Se queste possono fin qui sembrare facili suggestioni, rimane sempre il legame documentario di Caravaggio con i Crescenzi, che a loro volta hanno la cappella al Gesù. Per l'ipotesi di un'eventuale committenza di Caravaggio al Gesù - come tassello finale di questo percorso inesplorato - si aggiunge ora una nuova riflessione sul famoso processo del 1603, causato dal pittore Giovanni Baglione contro Caravaggio, Orazio Gentileschi e altri che lo avrebbero diffamato per invidia, facendo circolare per Roma dei versi satirici.
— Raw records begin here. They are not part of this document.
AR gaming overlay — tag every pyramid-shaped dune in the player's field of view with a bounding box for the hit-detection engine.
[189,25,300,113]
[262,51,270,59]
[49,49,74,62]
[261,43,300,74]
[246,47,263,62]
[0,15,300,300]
Caravaggio, pur ricevendo già importanti committenze religiose, avrebbe voluto per sé quella ricevuta da Baglione:  la pala d'altare del transetto destro della chiesa del Gesù, dedicato all'epoca alla Resurrezione di Gesù (attuale Cappella di san Francesco Saverio). Dalle vive parole di Caravaggio, trascritte nel verbale del processo (13 settembre 1603), si scopre così che egli conosce bene sia la chiesa sia la pittura di Baglione:  "l'ho vista altre volte con l'occasione d'andare al Giesù, ma non me ne ricordo se c'era con me altri pittori". Del perché di queste ripetute visite alla chiesa non si ha riscontro, forse potrebbero essere state motivate anche dai legami con la famiglia Crescenzi. Sempre nel verbale del processo, Caravaggio fornisce un'ulteriore informazione di natura stilistica sul dipinto di Baglione:  "Quella pittura a me non me piace perché è goffa (...) e a nessuno ha piaciuto". Più avanti invece dice che un vero pittore si può definire un "valent'huomo (...) perché sa dipingere bene e imitare bene le cose naturali". Ecco, in questa sintesi spontanea di concetti si trova la spiegazione più sincera dell'arte di Caravaggio:  è giusto accettare pure il soggetto più esageratamente realistico e simile alla natura, come farà lui stesso ritraendo anche i piedi sporchi di personaggi in primo piano (Madonna di Loreto nella cappella Cavalletti, chiesa di Sant'Agostino a Roma), purché però sia dipinto bene e non in maniera sbagliata tanto da essere considerato da tutti "goffa".